Chase Magnett: Honest to god, I think you wrote a fine conclusion to this reflection right there, but you’re the boss and I want to be sure you get your money’s worth of my thoughts. So I’m going to take a crack at an epilogue.
I did, in fact, have an opportunity to read Nimue already. I read it on the walk between the convention and our hotel, and again on the long ride home. Everything you noted about this short volume is true and it served as a significant reminder of how easy it is to miss great work in comics. After reading it I became aware that several people whose taste I trust were already big fans of the comic. It was our mutual friend Mark O. Stack who first pointed me towards it at DiNK, and I’m glad we happened to pass Cait Zellers’ booth together for that exact reason. The cover is gorgeous, but I don’t know if I would have made the leap to purchasing it without a strong recommendation.
That makes me think of the purpose of conventions like DiNK and other elements surrounding small press and self-published comics. Looking at all of the comics you discovered and the ones I brought home, it’s clear that DiNK is successfully curating a collection of talent that encourages comics readers to discover new things. Thinking of the arrangement this year with invited guests on the top floor and many new tabling artists below, the convention was purposefully crafted to expose attendees to as much as possible. Reaching Joe Kelly or Jeff Lemire required attendees to walk through lots of talent they might not be exposed to otherwise. We are there to explore as much as possible, but even the most dedicated autograph hunter will be compelled to interact with new work.

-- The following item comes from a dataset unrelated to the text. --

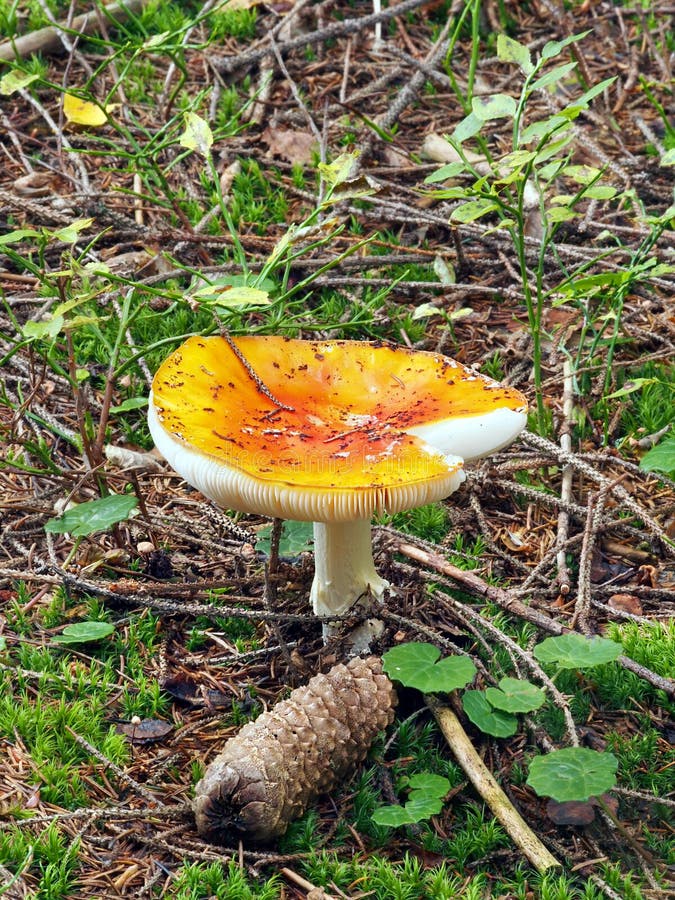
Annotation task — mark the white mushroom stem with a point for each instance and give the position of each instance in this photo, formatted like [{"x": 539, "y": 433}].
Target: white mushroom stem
[{"x": 344, "y": 569}]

Reviewing the guest list for the show, it’s clear that a lot of thought went into how they could best curate the space. Diversity occurred on multiple levels. There’s the obvious mix of new artists and more popular draws, but that’s only the surface. Looking around at who was creating these comics it was clear that the convention had purposefully sought out artists who could reflect a wide range of experiences. It was one of the most diverse artist’s alley arrangements I have ever witnessed. That is reflected in the work as well with the subjects, styles, and formats really showing off the many possibilities to be found within comics.
That’s why I love well-curated conventions like DiNK. The self-care aspect evolves naturally from the passion and care put into presenting the comics medium. It doesn’t matter who you are walking into DiNK, whether you’re a veteran of the weekly superhero grind or just discovering your first comic book, it wants to show you more. That makes shows like this precious, as I’ve only encountered a handful that really pull of the task.
It also reminds me of why I’m grateful for a site like Your Chicken Enemy where people can encounter a similar level of curation and care, especially if they can’t afford to travel. There’s very little space or money in the already cramped and poor world of comics journalism, so any site that can boost comics like Nimue is just as precious of a gem as DiNK. They both require dedicated and passionate individuals willing to put some skin in the game to push interesting work. Those people are the reason I’ll keep traveling to small press conventions and clicking on this site.